System upcalls

Necessity of System Upcalls

To allow applications to implement operating system-like functionality, more than system call is required; applications can also benefit from being told when events occur that need their immediate attention. Such virtualised interrupts and exceptions are called upcalls, also known as signals (in UNIX).

Uses of System Upcalls

Preemptive user-level threads

An application may run multiple tasks, or threads, in a process.

Asynchronous I/O notification (async / await)

In an asynchronous I/O, a system calls starts the request and returns immediately. Later, the application can poll the kernel for I/O completion, or a separate notification can be sent via an upcall to the application when the I/O completes.

Interprocess communication

A kernel upcall is needed if a process generates an event that needs the instant attention of another process.

User-level exception handling

Applications may have their own exception handling routines.

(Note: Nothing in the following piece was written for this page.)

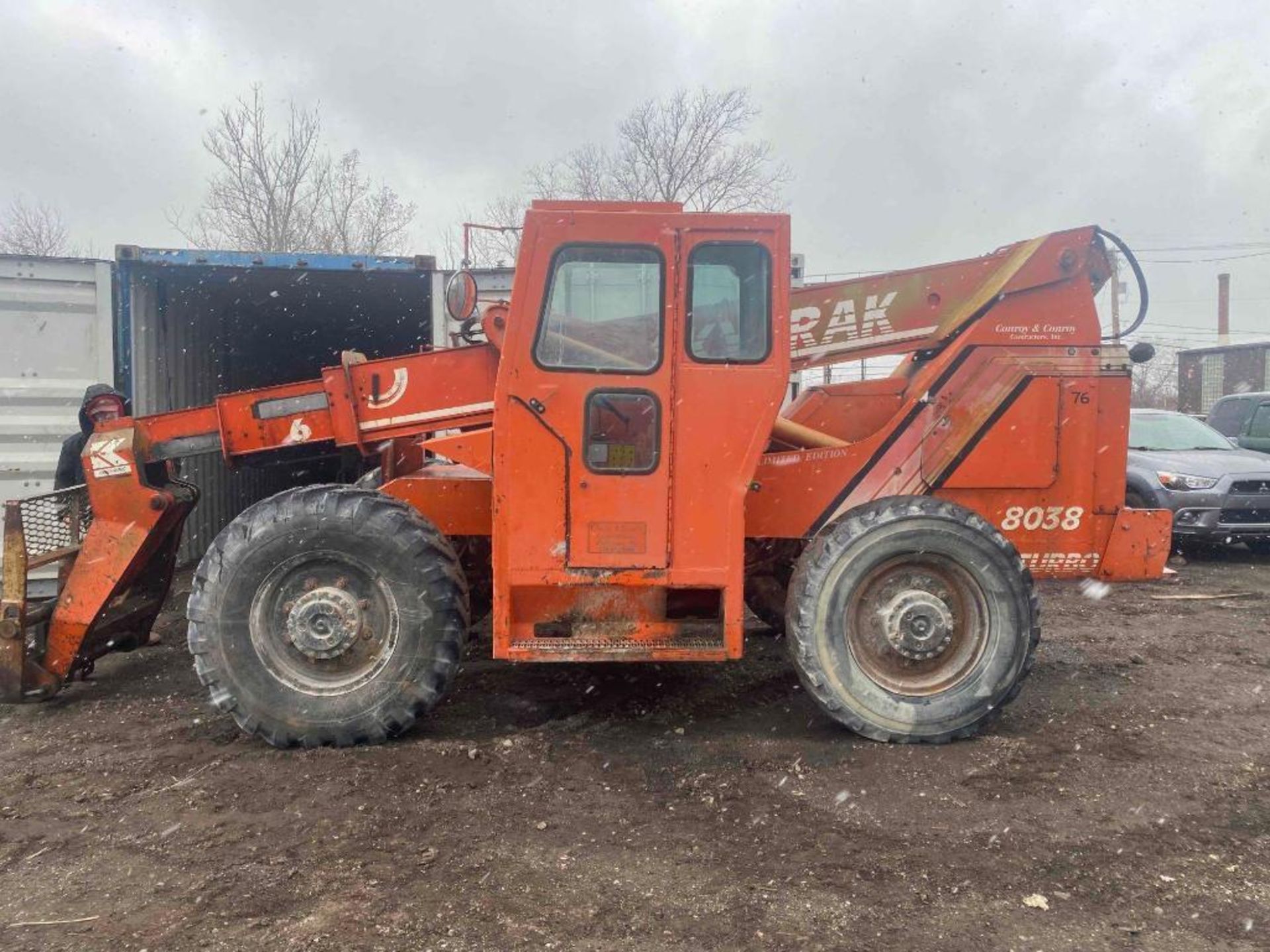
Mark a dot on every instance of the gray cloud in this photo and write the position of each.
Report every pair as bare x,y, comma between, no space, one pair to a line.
916,131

For this, the operating system needs to inform the application when it receives a processor exception.

User-level resource allocation

Many applications are able to optimise their behaviour to differing amounts of CPU time or memory.

• e.g., Java garbage collection

Diagrams

• The state of the user program and signal handler before a UNIX signal

• The state of the user program and signal handler during a UNIX signal

Comparison with interrupts

Types of Signals

• In place of hardware-defined interrupts and processor exceptions, the kernel defines a limited number of sifnal types that a process can receive.

Handlers

• The kernel defines its own interrupt vector.
• Each process defines its own signal handlers for each signal type.

Signal Stack

• The kernel uses interrupt stack, a region of kernel memory when handling interrupts.
• Applications have the option to run UNIX signal handlers on the process’s normal execution stack, or on a special signal stack allocated buy the user process in user memory.

Signal Masking

• The kernel can defer the arrival of interrupts via interrupt masking.
• UNIX defers signals for events that occur while the signal handler for those types of events is in progress.
• The deferred signal is delivered once the handler returns to the kernel.

Processor State

• The kernel copies onto the signal stack the saved state of the program counter, stack pointer, and general-purpose registers at the point when the program stopped.
• When the signal handler returns, the kernel reloads the saved state into the processor to resume program execution.
• The signal handler can also modify the saved state, so that the kernel resumes a different user-level task on return.